IV. THE CIRCUIT AS A WHOLE
We have seen that the process of circulation is interrupted at the end of its first phase, M---C< L MP , by P, in which the commodities L and MP bought in the market are consumed as the material and value components of productive capital. The product of this consumption is a new commodity, C', altered in respect of substance and value. The interrupted process of circulation, M---C, must be completed by C---M.
But the bearer of this second and concluding phase of circulation is C', a commodity different in substance and value from the original C. The circulation series therefore appears as 1) M---C 1 ; 2) C' 2 ---M', where in the second phase of the first commodity, C 1 , another commodity of greater value and different use-form, C' 2 , is substituted during the interruption caused by the functioning of P, the production of C' from the elements of C, the forms of existence of productive capital P. However, the first form of appearance in which capital faced us (Buch. I, Kap. IV, 1), [English edition: Ch. IV. -- Ed. ] viz., M---C---M' (extended: 1) M---C 1 ; 2) C 1 ---M') shows the same commodity twice. Both times it is the same commodity into which money is transformed in the first phase and reconverted into more money in the second phase. In spite of this essential difference, both circulations share this much: that in their first phase money is transformed into commodities, and in the second commodities into money, that the money spent in the first phase returns in the second. On the one hand both have in common this reflux of the money to its starting-point, on the other hand also the excess of the returning money over the money advanced. To that extent the formula M---C ... C'---M' is contained in the general formula M---C---M'.
It follows furthermore that each time equally great quantities of simultaneously existing values face and replace each other in the two metamorphoses M---C and C'---M' belonging in circulation.
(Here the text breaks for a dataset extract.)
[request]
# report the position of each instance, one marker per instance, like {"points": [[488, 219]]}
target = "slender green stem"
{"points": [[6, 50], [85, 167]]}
The change in value pertains exclusively to the metamorphosis P, the process of production, which thus appears as a real metamorphosis of capital, as compared with the merely metamorphosis of circulation.
Let us now consider the total movement, M---C ... P ... C'---M', or, M---C< L MP ... P ... C' (C + c)---M(M + m), its more expanded form. Capital here appears as a value which goes through a series of interconnected, interdependent transformations, a series of metamorphoses which form just as many phases, or stages, of the process as a whole. Two of these phases belong in the sphere of circulation, one of them in that of production. In each one of these phases capital-value has a different form for which there is a correspondingly different, special function. Within this movement the advanced value does not only preserve itself but grows, increases in magnitude. Finally, in the concluding stage, it returns to the same form which it had at the beginning of the process as a whole. This process as a whole constitutes therefore the process of moving in circuits.